2. Protein Identification
Suitable for LC-MS/MS analysis, enabling the digestion of complex protein samples into appropriate peptides to enhance sensitivity and accuracy of protein identification.
3. Post-Translational Modifications (PTMs) Analysis
Applicable for studying phosphorylation, acetylation, methylation, glycosylation, and other PTMs.

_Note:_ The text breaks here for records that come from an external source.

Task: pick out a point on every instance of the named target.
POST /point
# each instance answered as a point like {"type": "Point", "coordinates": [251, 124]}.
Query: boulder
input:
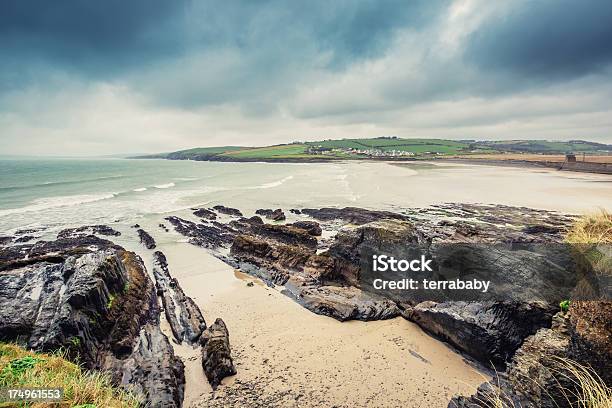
{"type": "Point", "coordinates": [351, 215]}
{"type": "Point", "coordinates": [488, 331]}
{"type": "Point", "coordinates": [205, 213]}
{"type": "Point", "coordinates": [216, 353]}
{"type": "Point", "coordinates": [183, 315]}
{"type": "Point", "coordinates": [88, 230]}
{"type": "Point", "coordinates": [95, 301]}
{"type": "Point", "coordinates": [312, 227]}
{"type": "Point", "coordinates": [275, 215]}
{"type": "Point", "coordinates": [146, 239]}
{"type": "Point", "coordinates": [340, 302]}
{"type": "Point", "coordinates": [227, 210]}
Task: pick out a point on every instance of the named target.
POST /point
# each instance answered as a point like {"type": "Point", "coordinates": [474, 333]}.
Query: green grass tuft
{"type": "Point", "coordinates": [22, 368]}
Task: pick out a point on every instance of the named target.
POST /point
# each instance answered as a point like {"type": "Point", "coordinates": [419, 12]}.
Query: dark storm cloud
{"type": "Point", "coordinates": [94, 37]}
{"type": "Point", "coordinates": [546, 39]}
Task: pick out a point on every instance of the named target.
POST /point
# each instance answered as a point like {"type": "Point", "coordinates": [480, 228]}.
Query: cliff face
{"type": "Point", "coordinates": [95, 300]}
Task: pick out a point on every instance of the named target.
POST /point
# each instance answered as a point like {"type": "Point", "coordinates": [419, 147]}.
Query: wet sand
{"type": "Point", "coordinates": [287, 356]}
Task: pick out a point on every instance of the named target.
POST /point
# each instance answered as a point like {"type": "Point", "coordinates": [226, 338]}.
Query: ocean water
{"type": "Point", "coordinates": [56, 193]}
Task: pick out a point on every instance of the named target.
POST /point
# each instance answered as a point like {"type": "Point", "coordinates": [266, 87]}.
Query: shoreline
{"type": "Point", "coordinates": [578, 167]}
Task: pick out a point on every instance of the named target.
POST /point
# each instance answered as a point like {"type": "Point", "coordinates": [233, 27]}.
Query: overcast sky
{"type": "Point", "coordinates": [101, 77]}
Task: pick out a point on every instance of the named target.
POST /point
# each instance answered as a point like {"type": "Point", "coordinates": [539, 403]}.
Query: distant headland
{"type": "Point", "coordinates": [573, 155]}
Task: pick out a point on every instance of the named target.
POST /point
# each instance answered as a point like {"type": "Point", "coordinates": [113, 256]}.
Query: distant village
{"type": "Point", "coordinates": [320, 150]}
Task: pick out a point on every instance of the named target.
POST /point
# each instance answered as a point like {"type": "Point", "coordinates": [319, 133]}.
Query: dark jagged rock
{"type": "Point", "coordinates": [285, 234]}
{"type": "Point", "coordinates": [378, 237]}
{"type": "Point", "coordinates": [205, 213]}
{"type": "Point", "coordinates": [351, 215]}
{"type": "Point", "coordinates": [227, 210]}
{"type": "Point", "coordinates": [535, 373]}
{"type": "Point", "coordinates": [312, 227]}
{"type": "Point", "coordinates": [24, 238]}
{"type": "Point", "coordinates": [266, 212]}
{"type": "Point", "coordinates": [341, 302]}
{"type": "Point", "coordinates": [590, 329]}
{"type": "Point", "coordinates": [94, 300]}
{"type": "Point", "coordinates": [275, 215]}
{"type": "Point", "coordinates": [256, 220]}
{"type": "Point", "coordinates": [183, 315]}
{"type": "Point", "coordinates": [538, 375]}
{"type": "Point", "coordinates": [487, 331]}
{"type": "Point", "coordinates": [146, 239]}
{"type": "Point", "coordinates": [152, 370]}
{"type": "Point", "coordinates": [204, 235]}
{"type": "Point", "coordinates": [216, 353]}
{"type": "Point", "coordinates": [88, 230]}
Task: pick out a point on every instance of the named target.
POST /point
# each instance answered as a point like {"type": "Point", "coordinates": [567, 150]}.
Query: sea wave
{"type": "Point", "coordinates": [167, 185]}
{"type": "Point", "coordinates": [272, 184]}
{"type": "Point", "coordinates": [56, 202]}
{"type": "Point", "coordinates": [59, 182]}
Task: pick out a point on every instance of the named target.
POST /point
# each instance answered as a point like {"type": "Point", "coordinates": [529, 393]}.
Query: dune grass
{"type": "Point", "coordinates": [592, 229]}
{"type": "Point", "coordinates": [22, 368]}
{"type": "Point", "coordinates": [577, 386]}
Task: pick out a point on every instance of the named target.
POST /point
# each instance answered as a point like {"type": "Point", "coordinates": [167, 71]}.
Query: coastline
{"type": "Point", "coordinates": [578, 167]}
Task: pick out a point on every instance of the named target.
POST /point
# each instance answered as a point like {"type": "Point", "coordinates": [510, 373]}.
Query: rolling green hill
{"type": "Point", "coordinates": [389, 148]}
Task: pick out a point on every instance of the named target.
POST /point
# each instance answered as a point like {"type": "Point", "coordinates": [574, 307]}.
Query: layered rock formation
{"type": "Point", "coordinates": [95, 300]}
{"type": "Point", "coordinates": [216, 353]}
{"type": "Point", "coordinates": [146, 239]}
{"type": "Point", "coordinates": [183, 315]}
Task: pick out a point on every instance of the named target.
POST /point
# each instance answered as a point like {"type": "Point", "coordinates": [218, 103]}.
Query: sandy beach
{"type": "Point", "coordinates": [287, 356]}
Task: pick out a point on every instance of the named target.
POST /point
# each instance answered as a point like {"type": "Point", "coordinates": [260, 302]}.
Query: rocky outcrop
{"type": "Point", "coordinates": [351, 215]}
{"type": "Point", "coordinates": [487, 331]}
{"type": "Point", "coordinates": [146, 239]}
{"type": "Point", "coordinates": [94, 300]}
{"type": "Point", "coordinates": [312, 227]}
{"type": "Point", "coordinates": [88, 230]}
{"type": "Point", "coordinates": [227, 210]}
{"type": "Point", "coordinates": [274, 215]}
{"type": "Point", "coordinates": [205, 235]}
{"type": "Point", "coordinates": [152, 370]}
{"type": "Point", "coordinates": [340, 302]}
{"type": "Point", "coordinates": [539, 374]}
{"type": "Point", "coordinates": [183, 315]}
{"type": "Point", "coordinates": [590, 331]}
{"type": "Point", "coordinates": [216, 353]}
{"type": "Point", "coordinates": [384, 236]}
{"type": "Point", "coordinates": [535, 373]}
{"type": "Point", "coordinates": [204, 213]}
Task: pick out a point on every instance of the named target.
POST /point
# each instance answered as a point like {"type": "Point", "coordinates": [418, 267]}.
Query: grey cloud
{"type": "Point", "coordinates": [547, 40]}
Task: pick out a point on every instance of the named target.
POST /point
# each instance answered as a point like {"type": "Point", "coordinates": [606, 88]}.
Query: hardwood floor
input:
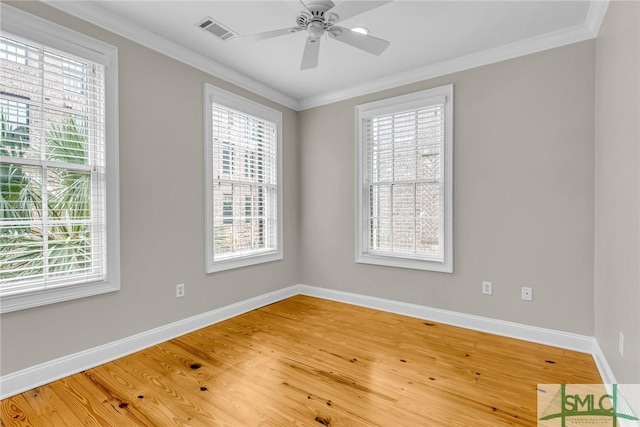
{"type": "Point", "coordinates": [311, 362]}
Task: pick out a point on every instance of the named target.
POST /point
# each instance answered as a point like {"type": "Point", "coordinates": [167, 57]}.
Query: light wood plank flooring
{"type": "Point", "coordinates": [310, 362]}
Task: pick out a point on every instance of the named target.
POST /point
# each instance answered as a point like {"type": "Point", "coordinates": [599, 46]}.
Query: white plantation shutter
{"type": "Point", "coordinates": [243, 182]}
{"type": "Point", "coordinates": [53, 168]}
{"type": "Point", "coordinates": [404, 181]}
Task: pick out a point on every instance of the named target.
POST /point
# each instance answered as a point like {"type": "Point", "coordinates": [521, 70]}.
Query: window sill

When combined with enrichment strategies, it improves the detection of modified peptides.
4. Protein Quantitative Analysis
Compatible with proteomic quantification strategies such as Label-Free, TMT, and iTRAQ, allowing comparative analysis of protein expression under different experimental conditions.
FAQs
Q1: What Sample Types Are Compatible with the Kits?
A1: The in-solution tryptic digestion kits are suitable for cell lysates, tissue proteins, recombinant proteins, and serum/plasma proteins.
Q2: How Can Digestion Efficiency Be Optimized?
A2: Digestion efficiency can be improved by adjusting the Trypsin-to-protein ratio (1:50 to 1:100), extending the incubation time (3-16 hours), or maintaining incubation at 37°C.
Q3: Are the Resulting Peptides Suitable for Mass Spectrometry Analysis?
A3: Yes. The kit’s optimized buffer system does not interfere with LC-MS/MS analysis and enables the generation of high-quality peptides.
Q4: How Should the Digestion Reaction Be Terminated?
A4: Add 1% formic acid (FA) or trifluoroacetic acid (TFA) to inhibit trypsin activity and prevent peptide degradation.